Larry has toured with Mel Torme, Bob Brookmeyer, Billy Childs, John Patitucci, David Friesen, Karrin Allyson, Luciana Souza, Natalie Cole, Bob Mintzer, Tierney Sutton, Peter Erskine, Hubert Laws, Warne Marsh and was a featured performer with the Percy Faith Orchestra on a tour of Japan.
At the invitation of Nelson Mandela and UNICEF, Larry traveled to South Africa to perform for the first annual SAMIX festival with the Steve Houghton quintet. He also performed with Gary Willis in Sao Paulo for a government sponsored concert at SESC Ipiranga. In his travels, he has performed at Carnegie Hall, the Academy of Music, Disney Hall, the Sydney Opera House, and has been a featured soloist with the L.A. Philharmonic, the Philadelphia Orchestra and many other orchestras throughout the world.

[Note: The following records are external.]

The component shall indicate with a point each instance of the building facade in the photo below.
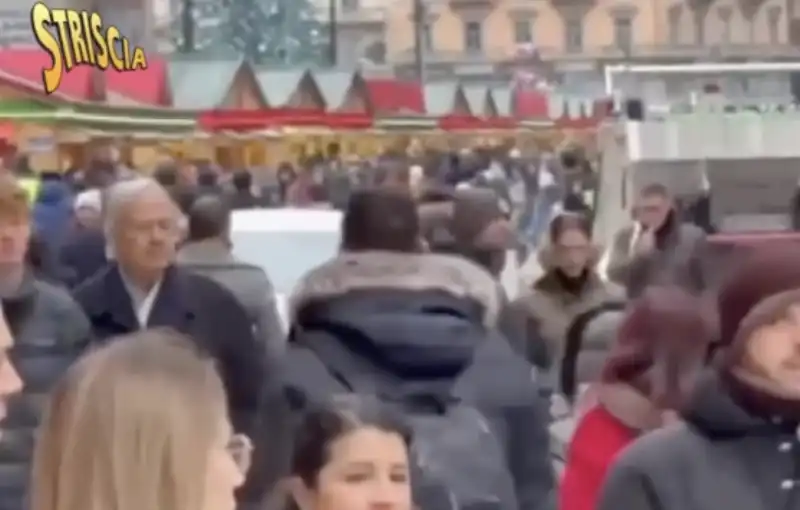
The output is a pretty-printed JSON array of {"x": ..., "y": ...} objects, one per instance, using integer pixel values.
[{"x": 570, "y": 41}]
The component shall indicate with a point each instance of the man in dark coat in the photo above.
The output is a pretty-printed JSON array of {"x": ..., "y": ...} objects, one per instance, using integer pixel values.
[
  {"x": 422, "y": 321},
  {"x": 207, "y": 251},
  {"x": 142, "y": 289}
]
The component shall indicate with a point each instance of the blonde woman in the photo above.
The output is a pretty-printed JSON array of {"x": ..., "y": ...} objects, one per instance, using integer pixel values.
[{"x": 139, "y": 424}]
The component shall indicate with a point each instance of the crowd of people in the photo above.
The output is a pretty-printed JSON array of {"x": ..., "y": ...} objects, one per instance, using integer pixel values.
[{"x": 144, "y": 367}]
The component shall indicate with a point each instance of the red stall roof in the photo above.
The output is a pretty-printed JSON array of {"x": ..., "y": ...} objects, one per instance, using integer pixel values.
[
  {"x": 387, "y": 95},
  {"x": 148, "y": 86},
  {"x": 529, "y": 103}
]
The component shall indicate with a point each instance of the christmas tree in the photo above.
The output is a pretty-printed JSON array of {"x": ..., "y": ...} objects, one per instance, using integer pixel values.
[{"x": 285, "y": 32}]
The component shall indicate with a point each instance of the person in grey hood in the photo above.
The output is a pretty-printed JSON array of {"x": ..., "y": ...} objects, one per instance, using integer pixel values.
[
  {"x": 418, "y": 327},
  {"x": 207, "y": 251},
  {"x": 50, "y": 331},
  {"x": 736, "y": 446}
]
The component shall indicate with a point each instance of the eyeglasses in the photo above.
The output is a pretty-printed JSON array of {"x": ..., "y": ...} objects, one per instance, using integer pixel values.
[{"x": 240, "y": 448}]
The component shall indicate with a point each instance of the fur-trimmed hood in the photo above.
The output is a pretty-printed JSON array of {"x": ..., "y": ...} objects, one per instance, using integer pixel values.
[{"x": 349, "y": 272}]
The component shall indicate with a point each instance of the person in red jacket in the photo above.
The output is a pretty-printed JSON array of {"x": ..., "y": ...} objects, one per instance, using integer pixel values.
[{"x": 661, "y": 347}]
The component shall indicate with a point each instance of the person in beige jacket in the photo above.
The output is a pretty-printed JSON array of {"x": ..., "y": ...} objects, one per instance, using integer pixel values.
[{"x": 568, "y": 288}]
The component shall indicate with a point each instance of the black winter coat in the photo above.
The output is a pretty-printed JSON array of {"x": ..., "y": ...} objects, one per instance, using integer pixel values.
[
  {"x": 416, "y": 324},
  {"x": 722, "y": 457},
  {"x": 205, "y": 311}
]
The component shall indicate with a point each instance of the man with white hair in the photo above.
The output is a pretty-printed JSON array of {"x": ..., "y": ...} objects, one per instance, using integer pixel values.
[{"x": 141, "y": 288}]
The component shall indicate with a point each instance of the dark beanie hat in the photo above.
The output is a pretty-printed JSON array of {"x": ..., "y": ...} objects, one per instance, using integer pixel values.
[{"x": 769, "y": 270}]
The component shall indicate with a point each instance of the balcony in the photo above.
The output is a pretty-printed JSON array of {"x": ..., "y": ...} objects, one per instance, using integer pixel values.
[
  {"x": 684, "y": 52},
  {"x": 488, "y": 55},
  {"x": 348, "y": 17},
  {"x": 460, "y": 5},
  {"x": 572, "y": 4}
]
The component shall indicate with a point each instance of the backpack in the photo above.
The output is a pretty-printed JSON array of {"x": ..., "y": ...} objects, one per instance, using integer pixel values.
[{"x": 458, "y": 461}]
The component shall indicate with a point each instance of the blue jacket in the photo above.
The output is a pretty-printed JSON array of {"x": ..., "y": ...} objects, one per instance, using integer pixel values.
[{"x": 52, "y": 211}]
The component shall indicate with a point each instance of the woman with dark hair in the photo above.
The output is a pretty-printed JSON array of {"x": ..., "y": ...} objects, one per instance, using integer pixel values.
[
  {"x": 569, "y": 287},
  {"x": 660, "y": 349},
  {"x": 351, "y": 455},
  {"x": 737, "y": 446}
]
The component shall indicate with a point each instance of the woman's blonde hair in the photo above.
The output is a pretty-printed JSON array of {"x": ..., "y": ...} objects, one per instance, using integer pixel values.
[{"x": 130, "y": 427}]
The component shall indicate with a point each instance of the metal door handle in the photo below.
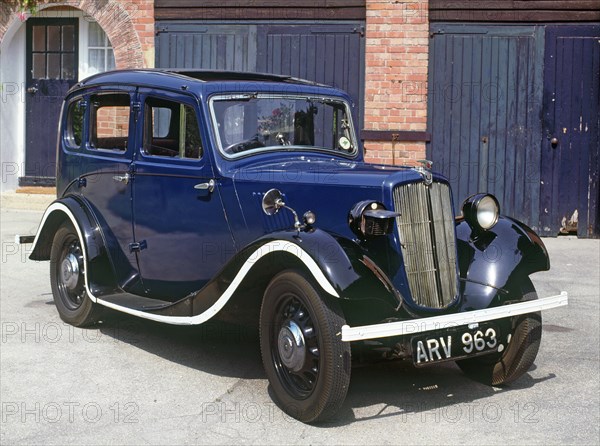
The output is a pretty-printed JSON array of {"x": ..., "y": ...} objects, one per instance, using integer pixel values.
[
  {"x": 122, "y": 178},
  {"x": 210, "y": 186}
]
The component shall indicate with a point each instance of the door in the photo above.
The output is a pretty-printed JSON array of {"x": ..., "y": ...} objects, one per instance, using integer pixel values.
[
  {"x": 181, "y": 234},
  {"x": 52, "y": 69},
  {"x": 207, "y": 47},
  {"x": 485, "y": 87},
  {"x": 331, "y": 54},
  {"x": 571, "y": 138},
  {"x": 103, "y": 164}
]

Having been featured on over 300 albums, Larry has recorded with Cleo Laine, Al Hirt, Jimmy Rowles, Bob Brookmeyer, Luciana Souza, Lee Konitz, Larry Goldings, Mel Torme, Alan Broadbent, Ray Brown, Bill Perkins, Toots Thielemanns, Rod Stewart, Linda Ronstadt, David Friesen, Bob Sheppard, Warne Marsh, Charlie Haden, Natalie Cole and many other jazz artists. His solo guitar work was featured throughout “Crazy”, a feature film chronicling the life of the great guitarist Hank Garland.
The founder of the Player’s School, the renown bassist Jeff Berlin, contacted Larry in 1995 to write a guitar curriculum which is currently used for their program. He was co-leader of the L.A. Jazz Quartet which released their fourth CD, Conversation Piece (NAXOS Records) in September, 2000. The quartet’s first three CD’s, Astarte (GOWI), Look To The East (NAXOS), and Family Song (NTR), have received critical acclaim for their originality and musical depth. Larry’s most recent recording, Conversations, a CD featuring the great pianist David Roitstein in a set of originals and standards, is now available through Jazz Compass (www.jazzcompass.com). He has four other releases on the Jazz Compass label: Americana (a recording featuring Scott Colley on the bass), Dialogues of the Heart (featuring his father Dave Koonse in a guitar duo setting), Storybook (featuring the bassist Darek Oles), and What’s in the Box, featuring the music of the great guitarist/composer Jimmy Wyble in various settings. Larry has been a faculty member at the California Institute of the Arts since 1990.